Monday, July 18, 2016

Nancy Drew... Reporter (1939)

Nancy Drew... Reporter
Starring: Bonita Granville, Frankie Thomas, John Litel
Director: William Clemens
Writer: Kenneth Gamet
Genre: Comedy, Crime, Drama, Family, Mystery
Year: 1939
My rating: 

Before firing up the DVD player, I knew I would have a bit of a problem in my encounter with this work. Mostly because I am not in the demographic that this film was initially aimed at. In short, I am not a 13-year-old girl living in the late 1930s. I mean, I'll try anything once, but I just doubt my ability to physically manage this one.

Prior to viewing, I did some basic research to determine if there were any familiar touchstones in connection with this film that I could cling to (translation: I wheeled around the Internet Movie Database for a couple of minutes, looking for names I recognized). The director was not someone familiar to me. William Clemens seems to have directed virtually the same film multiple times, with many of his movies having a similar plot summary to that which is described in his 1942 feature, SWEATER GIRL (the title sounds filthy, but the content probably isn't): "College students attempt to solve a series of murders on campus while also trying to put together the school's big show." I didn't get much of a sense of Clemens' body of work, but I did get the impression that he was good at picking appealing titles for his movies: LADY BODYGUARD, THE CASE OF THE STUTTERING BISHOP, SHE COULDN'T SAY NO and THE FALCON AND THE CO-EDS, to name a few.

The information for the screenwriter was similarly unilluminating. So turning to the actors, I looked up Bonita Granville who plays the eponymous character. I was initially disheartened to see that her final filmed performance was as the uncredited role of 'Woman' in 1981's THE LEGEND OF THE LONE RANGER. But further investigation revealed that she'd been nominated for a Best Supporting Actress Oscar just two years before NANCY DREW... REPORTER.

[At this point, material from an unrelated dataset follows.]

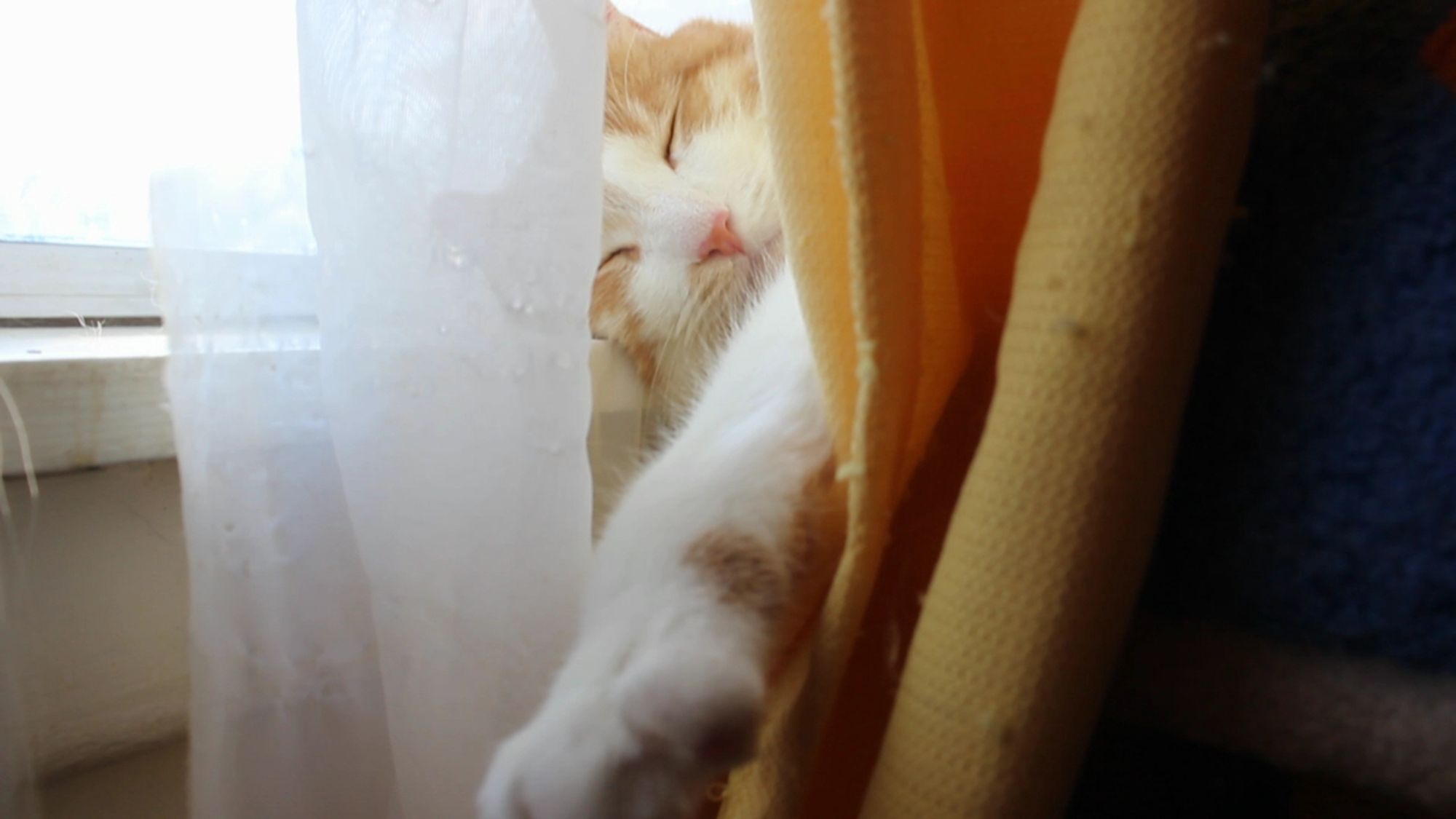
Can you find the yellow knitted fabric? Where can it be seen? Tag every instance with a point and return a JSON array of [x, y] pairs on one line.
[[906, 143], [886, 228], [1040, 569]]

Slightly cheered by this information, I placed the DVD into the player, settled down on the loveseat and pressed 'play'. 

It was only a few minutes in this movie featuring teenagers of an indeterminate age when I realized that this was indeed going to be silly enough to be enjoyable. During a high speed chase sequence in front of an obvious rear-projection, Nancy spends as much time concentrating on the road as she does holding onto her hat.

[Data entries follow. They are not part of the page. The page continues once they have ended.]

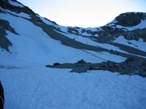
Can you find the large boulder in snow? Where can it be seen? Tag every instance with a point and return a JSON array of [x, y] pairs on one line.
[[130, 19], [1, 96]]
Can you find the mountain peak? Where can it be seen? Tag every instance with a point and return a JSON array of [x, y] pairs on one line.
[[130, 19]]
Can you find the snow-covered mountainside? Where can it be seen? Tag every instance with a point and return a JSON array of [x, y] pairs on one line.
[[47, 66]]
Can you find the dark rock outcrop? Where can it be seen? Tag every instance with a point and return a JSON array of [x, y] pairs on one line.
[[131, 66], [130, 19]]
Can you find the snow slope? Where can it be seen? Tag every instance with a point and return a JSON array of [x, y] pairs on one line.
[[45, 88], [28, 84]]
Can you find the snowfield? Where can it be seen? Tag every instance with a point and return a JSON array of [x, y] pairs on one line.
[[45, 88], [28, 84]]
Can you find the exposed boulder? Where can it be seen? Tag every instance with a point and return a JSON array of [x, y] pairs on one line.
[[130, 19], [131, 66]]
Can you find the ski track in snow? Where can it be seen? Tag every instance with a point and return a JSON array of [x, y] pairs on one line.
[[46, 88]]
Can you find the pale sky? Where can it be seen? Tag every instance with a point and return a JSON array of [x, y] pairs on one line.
[[84, 13]]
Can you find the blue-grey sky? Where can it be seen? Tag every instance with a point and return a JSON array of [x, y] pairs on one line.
[[84, 13]]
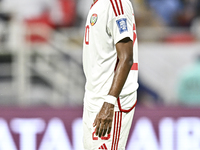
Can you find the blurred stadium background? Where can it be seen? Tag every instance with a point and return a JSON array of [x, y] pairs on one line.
[[41, 64]]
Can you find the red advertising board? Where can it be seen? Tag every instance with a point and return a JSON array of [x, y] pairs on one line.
[[159, 128]]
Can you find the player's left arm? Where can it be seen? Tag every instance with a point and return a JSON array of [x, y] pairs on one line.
[[125, 55], [103, 120]]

The story concerns Nancy Drew becoming a reporter, as you no doubt have already guessed from the title. The editor of the local newspaper has been talked into allowing a group of young people (each one with a massive floppy hat) to work for an unpaid stint of three days. Whoever has written the best story at the end of the time will get a fifty dollar prize and a gold medal (although no promise is made of the article actually getting published). Nancy doesn't have the biggest or the floppiest 1930s hat, but she's a young and plucky determined kid. So she ditches her cheesy human interest assignment and shows up at an inquest.

After the results of the autopsy are broadcast, Nancy is the victim of a seemingly unconnected hit-and-run accident. The conclusion of the subsequent chase sequence is the film's most shocking moment, in which it is revealed that fixing a broken bumper will set Nancy back three dollars and fifty cents.

At this point, we meet the three other main-ish characters: Ted Nickerson, her amiable, but dopey platonic boyfriend; Mary Nickerson, Ted's kid sister; and a child allegedly named Killer Parkins who is Mary's partner-in-crime (presumably his parents named him during Prohibition when they thought a henchman's life would be something positive that their baby could grow into). I should admit now that I'm not extremely well versed in the Nancy Drew mythos so I'm not sure if these characters are from the books or are original to the film. Further, I'm not sure if it really matters.

Also, I should take the opportunity to mention that because of the era's hair and clothing styles, all the kids look like they're in their early thirties including the children who are clearing counting their years in the single digits. (This can be simultaneously humorous and creepy -- case in point, the scene where Nancy's father joyfully wrestles his daughter into bed.) The hairstyles are so full that in one scene Nancy Drew successfully smuggles a 1930s camera into a jail in her hair.

The rest of the movie is full of the pleasant silliness one would expect from a teen-oriented mystery movie of the era. There are dumb police officers, slow-talking heavies, blond molls and clueless adults. At one point Nancy accidentally sends her hapless boyfriend into the ring with a professional boxer. Later, Nancy, Ted and the two troublemaking kids are forced to sing for their dinner when they run short of funds (for some reason, a Chinese restaurant cheerfully accepts the customers singing jazzed-up nursery rhymes in lieu of cash). There's even a police officer in drag, which had me scrambling back to the Internet Movie Database to fruitlessly search for a young Ed Wood in the credits.

If you're in a frivolous enough mood, then this is a decent, enjoyable film. The thing to keep in mind is that it's very much of its time. I'd recommend it if you enjoy eager, non-mentally taxing movies of this style and from this era. On the other hand, if this description has you rolling your eyes in annoyance, then just stay away.